The bankers and the neo-feudal oligarchy who caused the financial crisis, however, are delighted that they will be able to continue with their perfidy and larceny.

Mr Osborne tells us we are all in this together but he made no attempt to close the loop holes in the tax system which allow the super-rich and corporations to avoid paying up to 25 billion per year through tax evasion and avoidance.

Instead, cuts have to be made in education, health, libraries, bin collections, jobs, pay cuts, pensions, redundancies and other public services. Mr Osborne has an agenda which seeks to privatise all public services.
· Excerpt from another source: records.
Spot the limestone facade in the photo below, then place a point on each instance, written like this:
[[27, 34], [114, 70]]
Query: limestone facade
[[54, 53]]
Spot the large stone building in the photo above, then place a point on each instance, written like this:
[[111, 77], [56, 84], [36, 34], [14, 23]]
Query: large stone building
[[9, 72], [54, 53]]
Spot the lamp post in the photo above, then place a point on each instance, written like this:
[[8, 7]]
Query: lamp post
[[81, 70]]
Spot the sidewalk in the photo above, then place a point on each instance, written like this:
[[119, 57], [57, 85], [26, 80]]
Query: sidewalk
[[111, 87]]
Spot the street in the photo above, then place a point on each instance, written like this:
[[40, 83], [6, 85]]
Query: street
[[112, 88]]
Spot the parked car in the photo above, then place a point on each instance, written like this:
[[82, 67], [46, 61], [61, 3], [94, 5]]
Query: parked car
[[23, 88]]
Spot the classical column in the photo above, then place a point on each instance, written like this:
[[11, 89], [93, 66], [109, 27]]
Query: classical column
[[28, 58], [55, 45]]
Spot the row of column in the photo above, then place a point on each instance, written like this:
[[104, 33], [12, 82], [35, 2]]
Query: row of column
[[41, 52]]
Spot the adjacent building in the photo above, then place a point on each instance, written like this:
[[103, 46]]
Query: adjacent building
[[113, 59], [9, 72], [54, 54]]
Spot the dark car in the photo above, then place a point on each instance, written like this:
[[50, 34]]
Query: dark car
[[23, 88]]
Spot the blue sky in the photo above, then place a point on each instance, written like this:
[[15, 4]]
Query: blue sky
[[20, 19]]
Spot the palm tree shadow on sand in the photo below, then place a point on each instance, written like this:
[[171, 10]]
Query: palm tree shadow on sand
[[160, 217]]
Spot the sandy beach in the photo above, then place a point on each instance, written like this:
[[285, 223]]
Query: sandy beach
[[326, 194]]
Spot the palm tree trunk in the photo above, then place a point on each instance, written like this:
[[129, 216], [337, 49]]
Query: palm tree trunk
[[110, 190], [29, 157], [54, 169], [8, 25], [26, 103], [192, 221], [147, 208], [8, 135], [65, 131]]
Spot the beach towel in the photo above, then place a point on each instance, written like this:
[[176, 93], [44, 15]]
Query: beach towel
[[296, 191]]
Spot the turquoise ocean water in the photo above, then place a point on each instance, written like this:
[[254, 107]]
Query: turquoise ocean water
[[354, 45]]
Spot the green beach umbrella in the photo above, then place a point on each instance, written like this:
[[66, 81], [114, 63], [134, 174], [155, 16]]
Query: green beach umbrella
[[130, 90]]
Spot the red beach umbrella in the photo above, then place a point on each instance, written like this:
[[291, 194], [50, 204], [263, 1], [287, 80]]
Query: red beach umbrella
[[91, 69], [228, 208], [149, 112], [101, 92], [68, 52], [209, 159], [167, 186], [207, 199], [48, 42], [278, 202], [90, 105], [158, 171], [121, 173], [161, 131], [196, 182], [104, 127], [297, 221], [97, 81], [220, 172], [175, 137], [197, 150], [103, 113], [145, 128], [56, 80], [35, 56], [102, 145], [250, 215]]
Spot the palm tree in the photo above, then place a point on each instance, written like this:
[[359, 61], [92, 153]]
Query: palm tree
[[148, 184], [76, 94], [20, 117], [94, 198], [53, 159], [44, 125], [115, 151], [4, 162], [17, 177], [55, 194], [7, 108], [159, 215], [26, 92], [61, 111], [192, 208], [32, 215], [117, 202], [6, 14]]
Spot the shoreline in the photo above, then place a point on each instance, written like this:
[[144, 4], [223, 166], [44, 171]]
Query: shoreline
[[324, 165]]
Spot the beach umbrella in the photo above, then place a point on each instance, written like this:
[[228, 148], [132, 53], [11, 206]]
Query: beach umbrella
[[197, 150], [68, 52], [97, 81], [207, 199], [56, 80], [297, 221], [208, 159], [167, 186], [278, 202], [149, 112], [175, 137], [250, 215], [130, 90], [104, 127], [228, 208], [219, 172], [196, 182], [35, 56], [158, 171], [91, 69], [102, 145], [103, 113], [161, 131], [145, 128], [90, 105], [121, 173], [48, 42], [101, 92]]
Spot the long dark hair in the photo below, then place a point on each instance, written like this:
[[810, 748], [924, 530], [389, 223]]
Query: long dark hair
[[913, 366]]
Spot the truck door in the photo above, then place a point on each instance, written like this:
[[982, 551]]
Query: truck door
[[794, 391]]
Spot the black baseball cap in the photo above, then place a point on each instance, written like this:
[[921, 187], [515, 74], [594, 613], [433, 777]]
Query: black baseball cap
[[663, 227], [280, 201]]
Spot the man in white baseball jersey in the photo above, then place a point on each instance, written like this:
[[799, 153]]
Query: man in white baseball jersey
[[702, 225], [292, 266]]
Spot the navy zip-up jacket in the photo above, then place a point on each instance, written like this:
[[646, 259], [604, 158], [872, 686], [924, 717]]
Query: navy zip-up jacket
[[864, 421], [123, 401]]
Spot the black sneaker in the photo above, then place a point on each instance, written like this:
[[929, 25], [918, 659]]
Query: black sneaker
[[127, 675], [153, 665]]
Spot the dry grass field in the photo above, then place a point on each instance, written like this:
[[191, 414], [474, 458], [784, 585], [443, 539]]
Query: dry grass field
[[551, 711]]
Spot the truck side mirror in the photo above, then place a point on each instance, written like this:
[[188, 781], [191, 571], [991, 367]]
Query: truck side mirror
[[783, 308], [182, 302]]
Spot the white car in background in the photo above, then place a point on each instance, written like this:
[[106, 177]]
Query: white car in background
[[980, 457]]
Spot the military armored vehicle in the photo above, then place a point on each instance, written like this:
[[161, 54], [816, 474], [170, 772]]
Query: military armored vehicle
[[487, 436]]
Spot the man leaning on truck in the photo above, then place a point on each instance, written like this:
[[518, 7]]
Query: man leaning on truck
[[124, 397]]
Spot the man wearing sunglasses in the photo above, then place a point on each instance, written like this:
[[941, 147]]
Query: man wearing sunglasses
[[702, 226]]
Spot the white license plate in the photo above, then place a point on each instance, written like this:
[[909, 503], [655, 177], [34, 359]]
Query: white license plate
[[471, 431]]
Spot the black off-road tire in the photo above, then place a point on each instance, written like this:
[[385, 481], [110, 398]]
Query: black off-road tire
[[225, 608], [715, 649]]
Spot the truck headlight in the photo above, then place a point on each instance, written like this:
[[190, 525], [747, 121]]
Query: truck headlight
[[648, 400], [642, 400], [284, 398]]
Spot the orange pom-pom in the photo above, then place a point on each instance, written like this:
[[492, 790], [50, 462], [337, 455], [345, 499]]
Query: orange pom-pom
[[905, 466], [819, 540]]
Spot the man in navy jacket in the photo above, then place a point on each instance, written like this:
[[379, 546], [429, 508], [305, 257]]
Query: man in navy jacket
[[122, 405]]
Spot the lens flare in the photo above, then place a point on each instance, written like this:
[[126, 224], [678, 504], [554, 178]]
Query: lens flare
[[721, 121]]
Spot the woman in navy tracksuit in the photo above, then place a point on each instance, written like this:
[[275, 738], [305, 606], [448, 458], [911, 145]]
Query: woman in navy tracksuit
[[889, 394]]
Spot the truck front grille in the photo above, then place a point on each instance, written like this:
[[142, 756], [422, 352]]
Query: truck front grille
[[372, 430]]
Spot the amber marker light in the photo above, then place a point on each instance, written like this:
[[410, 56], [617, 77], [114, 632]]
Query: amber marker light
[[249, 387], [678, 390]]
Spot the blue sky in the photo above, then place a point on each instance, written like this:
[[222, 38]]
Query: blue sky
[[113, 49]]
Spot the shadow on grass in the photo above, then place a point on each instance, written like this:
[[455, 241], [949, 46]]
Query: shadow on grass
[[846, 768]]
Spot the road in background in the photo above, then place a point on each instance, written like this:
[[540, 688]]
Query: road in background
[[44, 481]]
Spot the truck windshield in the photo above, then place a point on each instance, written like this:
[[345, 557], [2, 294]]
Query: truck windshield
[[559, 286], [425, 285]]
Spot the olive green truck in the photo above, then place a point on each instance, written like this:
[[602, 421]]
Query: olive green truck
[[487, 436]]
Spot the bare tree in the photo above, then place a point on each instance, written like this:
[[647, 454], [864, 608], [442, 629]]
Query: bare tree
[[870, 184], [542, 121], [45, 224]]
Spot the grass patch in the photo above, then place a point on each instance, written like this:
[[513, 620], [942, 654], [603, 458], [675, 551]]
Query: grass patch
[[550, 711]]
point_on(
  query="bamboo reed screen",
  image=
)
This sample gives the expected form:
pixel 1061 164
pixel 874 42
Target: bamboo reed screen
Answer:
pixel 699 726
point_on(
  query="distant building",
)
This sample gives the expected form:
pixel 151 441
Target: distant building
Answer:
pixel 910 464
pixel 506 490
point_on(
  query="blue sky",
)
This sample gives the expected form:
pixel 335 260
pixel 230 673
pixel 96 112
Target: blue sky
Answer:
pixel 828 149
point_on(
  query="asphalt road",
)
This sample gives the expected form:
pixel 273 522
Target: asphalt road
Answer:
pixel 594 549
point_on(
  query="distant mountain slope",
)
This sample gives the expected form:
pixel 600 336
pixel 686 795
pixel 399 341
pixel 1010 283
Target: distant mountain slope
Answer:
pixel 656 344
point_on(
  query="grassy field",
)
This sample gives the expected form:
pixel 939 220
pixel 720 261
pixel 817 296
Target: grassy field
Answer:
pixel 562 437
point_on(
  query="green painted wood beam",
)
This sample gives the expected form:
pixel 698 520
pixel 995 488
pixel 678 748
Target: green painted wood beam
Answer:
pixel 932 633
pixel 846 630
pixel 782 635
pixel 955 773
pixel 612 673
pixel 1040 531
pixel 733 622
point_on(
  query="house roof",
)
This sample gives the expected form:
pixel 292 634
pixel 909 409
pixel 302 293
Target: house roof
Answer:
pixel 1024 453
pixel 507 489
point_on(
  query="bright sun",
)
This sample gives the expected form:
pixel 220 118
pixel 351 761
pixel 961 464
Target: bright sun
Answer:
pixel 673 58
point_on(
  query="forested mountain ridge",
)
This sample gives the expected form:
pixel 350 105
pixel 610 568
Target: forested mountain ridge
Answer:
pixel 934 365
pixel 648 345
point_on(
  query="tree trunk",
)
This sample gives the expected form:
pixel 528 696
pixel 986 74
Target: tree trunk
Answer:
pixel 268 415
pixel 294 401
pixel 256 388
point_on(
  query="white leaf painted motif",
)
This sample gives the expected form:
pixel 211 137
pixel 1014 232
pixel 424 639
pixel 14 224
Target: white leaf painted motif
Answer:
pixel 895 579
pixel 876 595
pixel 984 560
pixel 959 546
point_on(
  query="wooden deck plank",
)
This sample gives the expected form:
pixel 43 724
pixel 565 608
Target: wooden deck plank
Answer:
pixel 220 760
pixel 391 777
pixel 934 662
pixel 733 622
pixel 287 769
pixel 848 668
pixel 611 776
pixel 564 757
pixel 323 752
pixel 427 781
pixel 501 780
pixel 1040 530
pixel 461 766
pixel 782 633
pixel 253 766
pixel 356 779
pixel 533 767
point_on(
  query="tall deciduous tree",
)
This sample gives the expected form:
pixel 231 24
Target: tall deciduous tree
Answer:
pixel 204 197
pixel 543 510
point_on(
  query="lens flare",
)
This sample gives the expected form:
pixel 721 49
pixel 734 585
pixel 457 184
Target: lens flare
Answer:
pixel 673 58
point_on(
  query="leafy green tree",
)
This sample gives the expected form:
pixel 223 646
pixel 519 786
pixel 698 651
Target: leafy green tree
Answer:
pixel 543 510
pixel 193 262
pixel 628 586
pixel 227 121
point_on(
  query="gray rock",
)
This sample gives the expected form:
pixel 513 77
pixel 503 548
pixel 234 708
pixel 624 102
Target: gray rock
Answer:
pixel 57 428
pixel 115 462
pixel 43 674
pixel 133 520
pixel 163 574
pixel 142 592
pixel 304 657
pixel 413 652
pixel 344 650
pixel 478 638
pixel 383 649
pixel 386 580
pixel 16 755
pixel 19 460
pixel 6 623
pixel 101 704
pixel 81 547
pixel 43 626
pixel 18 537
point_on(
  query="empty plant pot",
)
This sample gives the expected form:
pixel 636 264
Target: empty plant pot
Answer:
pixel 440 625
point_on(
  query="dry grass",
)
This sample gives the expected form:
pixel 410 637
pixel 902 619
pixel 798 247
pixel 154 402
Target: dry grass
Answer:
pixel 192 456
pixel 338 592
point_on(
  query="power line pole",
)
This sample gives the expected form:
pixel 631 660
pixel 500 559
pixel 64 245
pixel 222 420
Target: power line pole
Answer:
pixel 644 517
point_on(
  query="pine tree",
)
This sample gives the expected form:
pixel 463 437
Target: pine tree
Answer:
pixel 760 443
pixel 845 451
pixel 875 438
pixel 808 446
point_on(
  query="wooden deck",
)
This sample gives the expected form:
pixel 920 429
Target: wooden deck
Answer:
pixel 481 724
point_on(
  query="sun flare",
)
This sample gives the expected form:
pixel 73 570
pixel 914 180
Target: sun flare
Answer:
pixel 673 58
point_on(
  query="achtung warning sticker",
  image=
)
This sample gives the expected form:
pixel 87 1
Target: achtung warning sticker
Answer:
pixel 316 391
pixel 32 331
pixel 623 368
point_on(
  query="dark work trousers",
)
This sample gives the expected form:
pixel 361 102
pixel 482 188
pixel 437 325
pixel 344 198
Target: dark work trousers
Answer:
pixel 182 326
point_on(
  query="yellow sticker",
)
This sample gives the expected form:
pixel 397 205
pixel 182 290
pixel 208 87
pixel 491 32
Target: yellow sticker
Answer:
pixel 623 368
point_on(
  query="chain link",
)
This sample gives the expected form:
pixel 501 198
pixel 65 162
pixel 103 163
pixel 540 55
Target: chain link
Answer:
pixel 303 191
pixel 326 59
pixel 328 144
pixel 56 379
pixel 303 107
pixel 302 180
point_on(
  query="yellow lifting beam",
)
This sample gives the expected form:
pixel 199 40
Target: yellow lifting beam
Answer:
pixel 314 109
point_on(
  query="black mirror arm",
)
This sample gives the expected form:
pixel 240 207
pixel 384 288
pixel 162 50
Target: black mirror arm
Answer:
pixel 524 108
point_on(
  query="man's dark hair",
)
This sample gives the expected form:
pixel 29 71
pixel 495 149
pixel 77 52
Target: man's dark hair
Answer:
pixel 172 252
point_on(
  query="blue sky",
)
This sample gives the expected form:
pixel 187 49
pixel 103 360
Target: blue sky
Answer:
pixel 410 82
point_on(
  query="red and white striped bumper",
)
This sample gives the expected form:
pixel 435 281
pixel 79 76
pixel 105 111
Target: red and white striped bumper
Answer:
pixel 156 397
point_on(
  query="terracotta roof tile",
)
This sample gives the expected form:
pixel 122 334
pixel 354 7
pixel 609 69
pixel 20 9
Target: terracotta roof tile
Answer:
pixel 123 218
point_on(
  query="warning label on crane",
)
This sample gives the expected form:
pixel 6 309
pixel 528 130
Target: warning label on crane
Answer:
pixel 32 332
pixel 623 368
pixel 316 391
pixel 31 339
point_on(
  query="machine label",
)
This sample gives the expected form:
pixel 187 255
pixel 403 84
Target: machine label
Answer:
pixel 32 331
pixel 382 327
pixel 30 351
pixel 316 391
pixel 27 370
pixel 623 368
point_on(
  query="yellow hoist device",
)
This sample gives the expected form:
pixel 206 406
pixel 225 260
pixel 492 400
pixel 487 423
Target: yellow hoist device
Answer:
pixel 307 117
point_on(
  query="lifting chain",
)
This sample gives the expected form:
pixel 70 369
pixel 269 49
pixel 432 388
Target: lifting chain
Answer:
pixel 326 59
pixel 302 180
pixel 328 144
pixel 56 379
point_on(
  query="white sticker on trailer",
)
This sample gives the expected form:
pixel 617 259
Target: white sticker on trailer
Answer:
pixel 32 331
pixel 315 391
During the election, the Lib Dems slated the Tories for a proposed increase in VAT to 20 per cent, calling it a regressive tax. The Lib Dems have again shown that they are prepared (as they were in Holyrood in 1999) to sell out all their principles for a whiff of power.

The Labour Party is trying rewrite history and pretend that the cuts are all the fault of the Con-Dem alliance. In truth, all the parties are equally responsible and do not represent the people who elected them.


Noran Avenue


With little joint planning time from the development of the crisis to the Budget speech, the coalition may or may not have done all that could reasonably be done to get the financial crisis under control.

It is not all cast in tablets of stone. Adjustments could be made. Evidence might emerge that the less well off are being wrongly disadvantaged. A further emergency Budget could be announced before then.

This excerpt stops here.